Update: Telecom has gotten in touch to clarify that the cheapest handset option available to prepaid CDMA customers is $79, and postpaid customers are offered a free handset when they sign up for another 24-month postpaid plan.

Story: Comfortingly familiar, a little worn around the edges and nearing retirement.

It’s a description many owners of Telecom CDMA handsets would use for their aging phones.

It also works to describe the celebrity the company has hired to encourage them to ditch the devices.

Iconic broadcaster and raconteur Gary McCormick is the face of Telecom’s campaign to switch older users from the company’s old CDMA network and onto XT.

Last month this column speculated that Telecom’s soon-to-be-launched youth sub-brand Skinny would be called on to play a major role in converting young people across to XT.

That still seems likely, but for the older demographic of CDMA users, probably numbering at least a few hundred thousand, McCormick is the perfect personality to give them a gentle nudge towards the nearest Telecom shop.

If you haven’t seen the ads, you can get a feel for the type of gentle but firm change-over message Telecom and Gazza are pushing by looking at this advertorial Q & A piece placed on the popular GrownUps website.

Given that Telecom is asking its CDMA user base to spend at least $99 on a new handset, at a time when they could very easily abandon the company for Vodafone or 2degrees, the switchover campaign requires some serious marketing finesse. But they’ve pitched it very nicely, have chosen an ideal spokesperson and have integrated the advertising with a sophisticated yet straight-forward website for making the transition as simple as possible.

In his radio roles McCormick has been known to dish out the occasional negative comment when the talkback conversation topic has turned to Telecom. He’s also given Vodafone the odd serve. Perhaps that combination amounts to a perception of even-handedness which will prove to be a plus for the credibility of the switch-over campaign.
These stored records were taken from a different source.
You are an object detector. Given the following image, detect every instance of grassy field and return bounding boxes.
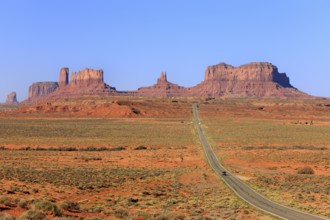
[0,98,273,220]
[200,100,330,217]
[0,118,195,147]
[0,147,272,219]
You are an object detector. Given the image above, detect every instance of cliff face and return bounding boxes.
[29,82,58,98]
[189,62,308,98]
[204,62,293,88]
[6,92,18,104]
[28,67,116,102]
[70,68,104,86]
[58,67,69,86]
[25,62,309,102]
[135,72,185,97]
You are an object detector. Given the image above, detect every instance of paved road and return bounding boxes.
[193,104,326,220]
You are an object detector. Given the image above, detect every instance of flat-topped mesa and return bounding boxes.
[6,92,18,104]
[136,72,185,97]
[205,62,293,88]
[70,68,104,86]
[157,72,168,84]
[29,82,59,98]
[58,67,69,86]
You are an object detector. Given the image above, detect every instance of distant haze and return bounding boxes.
[0,0,330,102]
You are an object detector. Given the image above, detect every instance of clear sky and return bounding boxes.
[0,0,330,102]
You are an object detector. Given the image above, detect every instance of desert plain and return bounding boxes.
[0,97,330,219]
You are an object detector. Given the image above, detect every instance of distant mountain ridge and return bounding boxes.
[28,62,310,102]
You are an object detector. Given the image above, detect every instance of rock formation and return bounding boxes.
[58,67,69,86]
[6,92,18,104]
[189,62,307,98]
[29,82,58,98]
[136,72,185,97]
[204,62,293,88]
[70,68,104,86]
[28,67,116,102]
[25,62,310,102]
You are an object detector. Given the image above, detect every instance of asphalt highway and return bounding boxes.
[193,104,327,220]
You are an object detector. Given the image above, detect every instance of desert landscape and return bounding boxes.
[0,93,330,219]
[0,0,330,220]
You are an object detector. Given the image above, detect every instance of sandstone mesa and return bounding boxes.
[28,62,310,102]
[6,92,18,104]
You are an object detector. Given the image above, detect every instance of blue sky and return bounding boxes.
[0,0,330,102]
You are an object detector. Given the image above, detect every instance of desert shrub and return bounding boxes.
[114,208,128,218]
[34,200,62,216]
[297,166,314,174]
[0,196,9,204]
[0,213,15,220]
[134,145,147,150]
[133,211,151,219]
[18,199,29,209]
[61,202,80,211]
[18,209,47,220]
[109,147,126,151]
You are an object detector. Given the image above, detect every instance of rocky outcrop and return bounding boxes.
[58,67,69,86]
[28,67,117,102]
[6,92,18,104]
[189,62,308,98]
[204,62,293,88]
[70,68,104,86]
[29,82,59,99]
[25,62,310,102]
[136,72,185,97]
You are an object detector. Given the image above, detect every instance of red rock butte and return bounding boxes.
[28,62,310,102]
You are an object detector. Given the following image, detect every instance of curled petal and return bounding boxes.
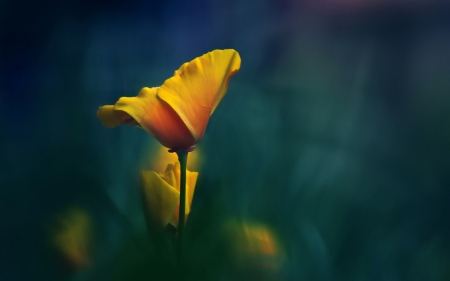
[141,171,180,228]
[97,105,137,128]
[97,87,195,149]
[158,50,241,142]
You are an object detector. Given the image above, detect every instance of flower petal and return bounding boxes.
[97,87,195,149]
[158,50,241,141]
[97,105,137,128]
[141,171,180,228]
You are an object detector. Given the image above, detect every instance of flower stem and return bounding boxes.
[177,150,188,276]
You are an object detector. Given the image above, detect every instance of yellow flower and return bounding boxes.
[97,49,241,150]
[141,162,198,228]
[223,219,285,273]
[51,208,92,270]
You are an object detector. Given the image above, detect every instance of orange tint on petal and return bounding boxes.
[140,88,195,150]
[97,87,195,150]
[158,50,241,142]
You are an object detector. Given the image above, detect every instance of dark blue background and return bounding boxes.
[0,0,450,280]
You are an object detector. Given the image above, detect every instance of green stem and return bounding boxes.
[177,151,188,276]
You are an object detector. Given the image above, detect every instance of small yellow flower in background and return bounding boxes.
[223,219,285,272]
[51,208,92,271]
[97,49,241,150]
[141,162,198,229]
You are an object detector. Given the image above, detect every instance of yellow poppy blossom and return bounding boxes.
[141,162,198,228]
[97,49,241,150]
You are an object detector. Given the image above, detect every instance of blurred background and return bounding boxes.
[0,0,450,281]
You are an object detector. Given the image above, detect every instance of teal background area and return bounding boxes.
[0,0,450,281]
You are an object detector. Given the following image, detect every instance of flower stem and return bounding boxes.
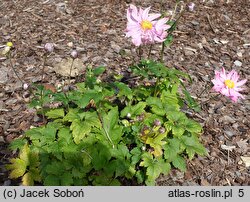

Interestingly enough, however, in one of Telecom’s darkest marketing hours, McCormick turned out to be one of the company’s strongest supporters. Yes, while thousands threw up their hands in horror at the infamous "Abstain for the Game” ad concept a few months ago, Gary went on record saying he liked the idea.

"It’s a brilliantly funny idea,” he told Radio New Zealand listeners on Jim Mora’s afternoon show. "I personally will abstain ... even if I’m the only person in New Zealand.”

Was he just being nice to Telecom back then so they’d give him a job? It would be unkind to even suggest such a thing.

What I will say is that with McCormick front and centre it’s become just that little bit harder for CDMA folk to abstain from switching to XT.